Un’esposizione di oltre cinquanta tele nel palazzo del Consiglio regionale del Friuli Venezia Giulia rende omaggio ad Aldo Colò, il pittore “astratto”, “geometrico”, la cui storia umana e professionale si inscrive nel dopoguerra friulano e accompagna la cultura del territorio sino al 2015, quando il pittore, quasi novantenne, ci ha lasciato. Colò rivive in una selezione di lavori che insistono intorno ad una delle sue figure persistenti, quell’ovale che, nato già nei Sessanta, accompagnava la riflessione intellettuale dell’artista divenendo una icona in cui nel 1980 Colò inscriveva addirittura il suo autoritratto. Ovali su fondo nero, grigio, ovali che contengono fasce o altre forme geometriche, grandi ovali dai colori sgargianti o dalla tavolozza ridotta ai termini minimi del colore sono esposti, talora per la prima volta, alle pareti del primo piano di via Oberdan a Trieste, negli spazi che circondano la grande sala del Consiglio regionale.

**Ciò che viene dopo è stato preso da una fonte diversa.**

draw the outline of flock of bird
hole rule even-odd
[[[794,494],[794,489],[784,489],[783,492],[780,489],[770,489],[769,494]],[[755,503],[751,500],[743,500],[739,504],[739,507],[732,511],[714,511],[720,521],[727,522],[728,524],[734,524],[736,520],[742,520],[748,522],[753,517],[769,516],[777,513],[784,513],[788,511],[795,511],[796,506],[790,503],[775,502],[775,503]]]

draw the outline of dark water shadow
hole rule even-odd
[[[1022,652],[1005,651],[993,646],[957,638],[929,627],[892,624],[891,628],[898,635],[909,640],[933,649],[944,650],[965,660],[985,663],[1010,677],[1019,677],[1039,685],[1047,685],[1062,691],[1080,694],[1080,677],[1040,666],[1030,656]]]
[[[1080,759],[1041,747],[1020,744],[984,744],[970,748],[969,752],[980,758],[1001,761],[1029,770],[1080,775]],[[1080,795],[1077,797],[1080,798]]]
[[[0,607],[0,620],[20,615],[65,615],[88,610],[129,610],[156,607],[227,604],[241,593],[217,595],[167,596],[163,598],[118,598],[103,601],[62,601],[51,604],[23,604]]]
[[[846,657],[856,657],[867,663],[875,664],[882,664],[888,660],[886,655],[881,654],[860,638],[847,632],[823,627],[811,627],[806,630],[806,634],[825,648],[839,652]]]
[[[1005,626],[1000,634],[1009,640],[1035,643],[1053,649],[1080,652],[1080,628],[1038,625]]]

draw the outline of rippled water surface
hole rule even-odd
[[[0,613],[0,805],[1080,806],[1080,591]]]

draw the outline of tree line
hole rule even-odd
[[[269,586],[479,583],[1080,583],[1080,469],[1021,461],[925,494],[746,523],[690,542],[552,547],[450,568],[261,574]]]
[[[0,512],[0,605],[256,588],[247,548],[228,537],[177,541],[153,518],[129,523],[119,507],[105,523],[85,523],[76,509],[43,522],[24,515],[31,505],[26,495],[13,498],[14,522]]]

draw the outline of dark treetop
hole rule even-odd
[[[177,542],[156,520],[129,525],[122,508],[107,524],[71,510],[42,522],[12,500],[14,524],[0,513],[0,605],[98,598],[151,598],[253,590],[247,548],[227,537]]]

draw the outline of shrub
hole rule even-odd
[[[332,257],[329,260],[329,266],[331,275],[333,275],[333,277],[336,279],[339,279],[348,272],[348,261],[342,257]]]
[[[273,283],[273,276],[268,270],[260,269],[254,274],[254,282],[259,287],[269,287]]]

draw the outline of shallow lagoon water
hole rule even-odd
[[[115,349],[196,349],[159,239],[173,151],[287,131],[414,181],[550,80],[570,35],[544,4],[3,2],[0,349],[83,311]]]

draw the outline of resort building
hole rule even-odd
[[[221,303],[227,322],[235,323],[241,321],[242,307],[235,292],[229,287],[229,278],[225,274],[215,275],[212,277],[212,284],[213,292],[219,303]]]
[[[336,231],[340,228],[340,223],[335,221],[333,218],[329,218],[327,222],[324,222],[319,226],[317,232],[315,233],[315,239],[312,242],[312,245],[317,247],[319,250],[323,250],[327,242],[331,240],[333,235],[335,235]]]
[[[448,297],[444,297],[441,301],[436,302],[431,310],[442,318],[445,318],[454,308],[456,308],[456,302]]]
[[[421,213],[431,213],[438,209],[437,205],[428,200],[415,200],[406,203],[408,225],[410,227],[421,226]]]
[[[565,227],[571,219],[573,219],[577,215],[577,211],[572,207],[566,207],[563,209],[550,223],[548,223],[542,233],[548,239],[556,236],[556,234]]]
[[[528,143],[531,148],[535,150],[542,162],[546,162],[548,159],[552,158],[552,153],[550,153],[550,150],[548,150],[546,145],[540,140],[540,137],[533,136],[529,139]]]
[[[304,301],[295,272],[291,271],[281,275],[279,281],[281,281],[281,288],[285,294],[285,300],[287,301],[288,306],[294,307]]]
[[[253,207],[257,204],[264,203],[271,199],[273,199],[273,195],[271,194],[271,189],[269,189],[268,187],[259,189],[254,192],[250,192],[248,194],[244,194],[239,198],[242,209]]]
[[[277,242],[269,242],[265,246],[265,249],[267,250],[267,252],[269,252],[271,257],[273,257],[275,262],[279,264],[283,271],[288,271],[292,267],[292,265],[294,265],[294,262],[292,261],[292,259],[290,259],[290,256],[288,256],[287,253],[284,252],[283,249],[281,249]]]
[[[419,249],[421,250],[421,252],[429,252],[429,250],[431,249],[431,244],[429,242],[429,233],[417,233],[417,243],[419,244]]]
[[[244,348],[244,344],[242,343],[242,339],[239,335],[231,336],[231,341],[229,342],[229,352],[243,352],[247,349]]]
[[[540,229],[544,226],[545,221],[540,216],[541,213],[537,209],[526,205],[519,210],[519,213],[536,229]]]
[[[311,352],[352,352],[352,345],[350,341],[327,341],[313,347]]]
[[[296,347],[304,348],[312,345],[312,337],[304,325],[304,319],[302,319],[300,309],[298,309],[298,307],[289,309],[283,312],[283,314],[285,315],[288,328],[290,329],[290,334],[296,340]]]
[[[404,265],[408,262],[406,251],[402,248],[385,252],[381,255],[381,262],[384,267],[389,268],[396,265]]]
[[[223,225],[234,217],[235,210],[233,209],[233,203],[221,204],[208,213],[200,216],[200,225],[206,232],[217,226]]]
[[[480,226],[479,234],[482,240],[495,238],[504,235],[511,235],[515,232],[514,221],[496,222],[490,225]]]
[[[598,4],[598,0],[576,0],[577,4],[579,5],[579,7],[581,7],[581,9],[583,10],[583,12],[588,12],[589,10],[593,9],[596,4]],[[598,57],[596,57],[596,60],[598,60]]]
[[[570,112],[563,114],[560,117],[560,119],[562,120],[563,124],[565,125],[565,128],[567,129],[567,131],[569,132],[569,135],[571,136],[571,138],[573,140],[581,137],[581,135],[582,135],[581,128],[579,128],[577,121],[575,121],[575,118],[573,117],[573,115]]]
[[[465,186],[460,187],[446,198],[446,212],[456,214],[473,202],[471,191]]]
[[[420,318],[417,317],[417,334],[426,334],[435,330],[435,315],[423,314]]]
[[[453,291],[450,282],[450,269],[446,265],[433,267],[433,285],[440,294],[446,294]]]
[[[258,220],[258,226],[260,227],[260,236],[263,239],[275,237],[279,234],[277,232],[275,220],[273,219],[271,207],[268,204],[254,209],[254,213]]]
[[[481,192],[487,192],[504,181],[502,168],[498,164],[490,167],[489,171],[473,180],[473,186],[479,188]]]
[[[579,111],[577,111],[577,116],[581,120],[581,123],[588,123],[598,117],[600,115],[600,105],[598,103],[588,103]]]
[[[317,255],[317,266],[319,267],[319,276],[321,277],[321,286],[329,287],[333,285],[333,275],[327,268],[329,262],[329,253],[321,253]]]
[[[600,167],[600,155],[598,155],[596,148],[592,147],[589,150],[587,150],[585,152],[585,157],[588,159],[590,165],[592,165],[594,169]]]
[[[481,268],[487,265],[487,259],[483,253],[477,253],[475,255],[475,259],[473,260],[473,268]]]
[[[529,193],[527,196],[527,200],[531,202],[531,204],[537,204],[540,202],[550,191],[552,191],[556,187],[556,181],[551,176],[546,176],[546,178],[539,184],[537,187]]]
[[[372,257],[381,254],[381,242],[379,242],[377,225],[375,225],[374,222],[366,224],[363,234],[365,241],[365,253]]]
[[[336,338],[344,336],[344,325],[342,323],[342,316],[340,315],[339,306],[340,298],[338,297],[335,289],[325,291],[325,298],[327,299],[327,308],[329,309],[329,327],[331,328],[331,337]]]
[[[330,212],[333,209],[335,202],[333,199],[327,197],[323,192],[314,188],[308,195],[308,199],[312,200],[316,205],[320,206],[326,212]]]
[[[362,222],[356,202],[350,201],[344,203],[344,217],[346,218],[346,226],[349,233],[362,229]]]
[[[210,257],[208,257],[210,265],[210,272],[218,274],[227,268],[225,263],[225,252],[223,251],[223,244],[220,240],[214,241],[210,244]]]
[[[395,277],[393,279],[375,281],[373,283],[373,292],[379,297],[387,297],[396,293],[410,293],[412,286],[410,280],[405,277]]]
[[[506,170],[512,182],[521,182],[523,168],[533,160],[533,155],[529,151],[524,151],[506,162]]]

Sono tele che raccontano la genesi di una forma e la sua diversa articolazione compositiva, formale e cromatica nel tempo sino alla sua deflagrazione che avveniva a fine millennio, quando la certezza delle conquiste sin ora lasciava spazio a una frammentazione che non avrebbe più conosciuto ricucitura ne’ assestamento.
Aldo Colò, Tracce su quadrato nero (1972; tecnica mista su tela, 35 x 50 cm) |
Aldo Colò, Senza titolo (1974; tecnica mista su tela, 35 x 50 cm) |
Aldo Colò, Senza titolo (1980; tecnica mista su tela, 40 x 50 cm) |
Aldo Colò, Senza titolo (1981; tecnica mista su tela, 92 x 73 cm) |
Ma non solo le opere raccontano l’artista: in mostra sono esposte una serie di fotografie che Danilo De Marco realizzava nel corso dei Novanta, a più riprese, nei luoghi di lavoro di Colò: a Ipplis prima, a Premariacco poi.
Negli scatti di De Marco il pittore è circondato dalle sue opere, gioca con la sua immagine e divertito regala al fotografo situazioni che mettono a nudo quella sostanza umana che fuori dall’ufficialità del mondo professionale il pittore riservava agli amici scelti. Così il visitatore può per la prima volta vedere le stampe appositamente realizzate dal fotografo recuperando in archivio i negativi di allora, restituendo sulla carta ai sali d’argento una rara densità materica difficilmente ritrovabile nella fotografia contemporanea.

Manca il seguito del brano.